Tuesday, 4 March 2014

Frugal Food: Smoked Sausages and Leeks

We are eating very frugally at the moment - it is the start of the year so I like to bank some budget for special days, rainy days or days when we just have to splash out on a nice bit of cheese or fish.  So Sunday was an almost one pot of meal of smoked sausages cooked in a cast iron casserole with leeks, tomatoes, carrots, onions and garlic and bulked out with some lentils.


The sausages are far and away the most expensive bit at €3.95 for six.  They are not the best - I love a Morteau but that firmly falls into the treat category - but not the cheapest either.  The flavour is definitely smoke and not just smoke flavour!  They are rich, so we will be eating three between us on day one with three more to go in the freezer for day two.  I'll also be making a soup from the remaining vegetables in the pot, flavoured with all the porky smokey goodness and perfect for a Monday night.

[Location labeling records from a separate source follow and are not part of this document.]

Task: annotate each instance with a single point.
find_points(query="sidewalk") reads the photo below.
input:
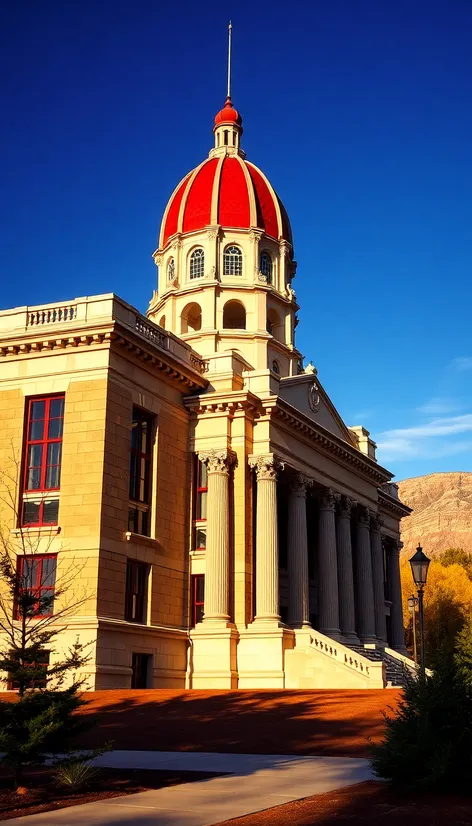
(255, 782)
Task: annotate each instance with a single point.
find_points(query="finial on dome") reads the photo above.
(230, 34)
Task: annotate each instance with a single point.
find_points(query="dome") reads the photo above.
(226, 190)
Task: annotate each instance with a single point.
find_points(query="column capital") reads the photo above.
(363, 516)
(345, 506)
(299, 483)
(267, 466)
(218, 461)
(376, 521)
(328, 499)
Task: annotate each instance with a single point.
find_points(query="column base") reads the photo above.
(351, 639)
(212, 656)
(261, 654)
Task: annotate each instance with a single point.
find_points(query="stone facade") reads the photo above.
(248, 477)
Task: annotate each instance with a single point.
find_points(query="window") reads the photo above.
(265, 266)
(36, 585)
(197, 599)
(197, 263)
(43, 455)
(136, 587)
(200, 505)
(139, 511)
(191, 318)
(234, 316)
(232, 261)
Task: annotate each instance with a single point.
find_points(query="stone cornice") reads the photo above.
(146, 343)
(334, 446)
(393, 506)
(231, 403)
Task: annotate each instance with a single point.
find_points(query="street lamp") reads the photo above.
(419, 568)
(412, 603)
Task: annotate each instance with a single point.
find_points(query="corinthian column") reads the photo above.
(364, 580)
(298, 585)
(395, 593)
(328, 607)
(347, 614)
(378, 577)
(217, 547)
(267, 538)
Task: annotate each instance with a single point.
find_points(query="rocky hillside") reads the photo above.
(442, 512)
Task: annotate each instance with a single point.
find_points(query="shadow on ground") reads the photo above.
(336, 723)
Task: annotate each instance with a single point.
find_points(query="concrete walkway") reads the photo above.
(255, 782)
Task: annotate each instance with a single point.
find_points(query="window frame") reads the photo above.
(43, 492)
(199, 490)
(270, 273)
(195, 604)
(136, 599)
(230, 267)
(20, 562)
(141, 507)
(198, 254)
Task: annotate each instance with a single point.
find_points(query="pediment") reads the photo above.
(306, 394)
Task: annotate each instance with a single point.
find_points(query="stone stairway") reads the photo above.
(398, 672)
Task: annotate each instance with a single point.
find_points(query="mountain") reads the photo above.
(442, 512)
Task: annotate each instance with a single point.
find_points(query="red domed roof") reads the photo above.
(226, 190)
(228, 114)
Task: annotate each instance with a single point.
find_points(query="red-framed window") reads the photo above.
(136, 588)
(42, 463)
(197, 598)
(36, 577)
(200, 505)
(40, 669)
(139, 510)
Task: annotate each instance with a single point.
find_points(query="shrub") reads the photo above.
(428, 743)
(75, 774)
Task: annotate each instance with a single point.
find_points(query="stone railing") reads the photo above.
(51, 315)
(346, 657)
(152, 332)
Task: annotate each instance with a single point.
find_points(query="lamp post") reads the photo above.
(412, 603)
(419, 568)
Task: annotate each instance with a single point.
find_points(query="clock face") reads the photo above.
(314, 396)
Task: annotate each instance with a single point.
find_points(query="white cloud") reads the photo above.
(438, 406)
(431, 440)
(463, 363)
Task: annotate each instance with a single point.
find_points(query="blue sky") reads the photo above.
(357, 110)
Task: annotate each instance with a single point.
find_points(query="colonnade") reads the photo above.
(351, 599)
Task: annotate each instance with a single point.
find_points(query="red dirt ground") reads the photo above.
(265, 722)
(368, 804)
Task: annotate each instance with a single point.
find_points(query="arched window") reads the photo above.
(265, 266)
(234, 316)
(232, 261)
(191, 318)
(197, 263)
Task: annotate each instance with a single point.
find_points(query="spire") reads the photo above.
(230, 34)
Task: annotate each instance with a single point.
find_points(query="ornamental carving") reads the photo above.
(346, 504)
(329, 499)
(266, 467)
(218, 461)
(299, 484)
(314, 400)
(255, 236)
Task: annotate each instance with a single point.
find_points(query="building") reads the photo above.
(225, 527)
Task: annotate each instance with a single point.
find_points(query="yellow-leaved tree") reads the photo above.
(447, 606)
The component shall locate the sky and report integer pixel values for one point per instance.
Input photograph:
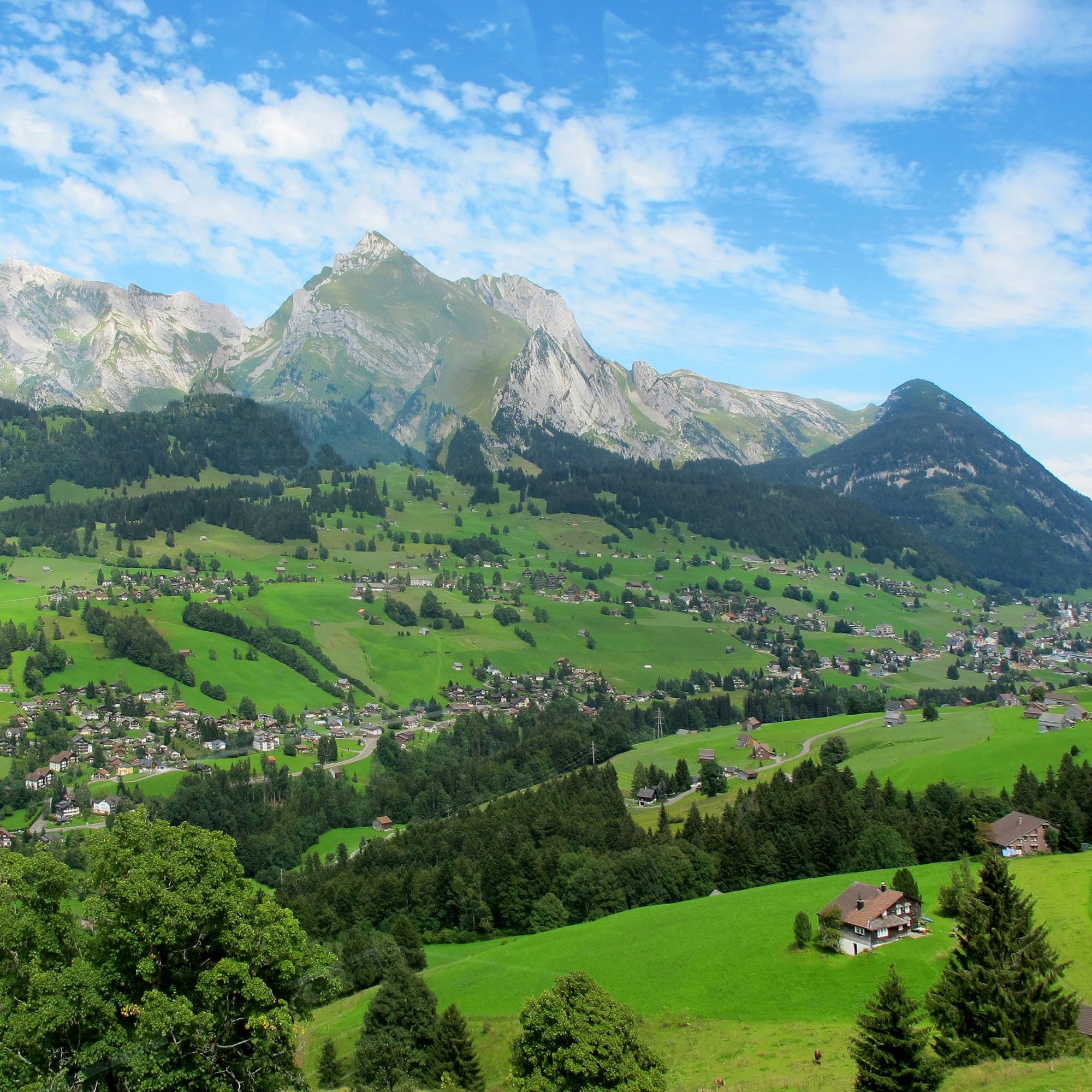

The method is painfully simple.  Chop and slice or chunk the vegetables and sweat down in some olive or butter.  Remove from the pain when they are soft and chuck in the sausages and brown a little.  Return the veggies to the pan, add two or three tomatoes, about half a tin, and a fistful of brown, green or yellow lentils.  Top up with water so that the contents of the pot are quite liquid, add a couple of peppercorns to the pot if you have them, bring to the simmer and leave to blip away gently for a couple of hours.  The lentils will take longer than normal to cook because of the presence of the tomatoes.  To speed the whole thing up, boil the lentils separately - about 20-30 minutes and then add to the pot when soft.  You can then get away with cooking the whole thing in about an hour.

The longer it cooks the better it will taste, and the second portion from the freezer will be noticeably better than the first!

Serve with loads of mash, fresh bread or soft polenta

The day three soup will be boosted with whatever veggies are to hand; I have a couple of winter squashes still to be started and there are also a lot of greens in the garden.  The January King cabbages are beginning to bolt, but the leaves are not yet too bitter.

So six sausages and some veg from the garden will yield three meals for two.  OK, so I know most people would be horrified at so little meat, but trust me, that is far more than we eat on most days.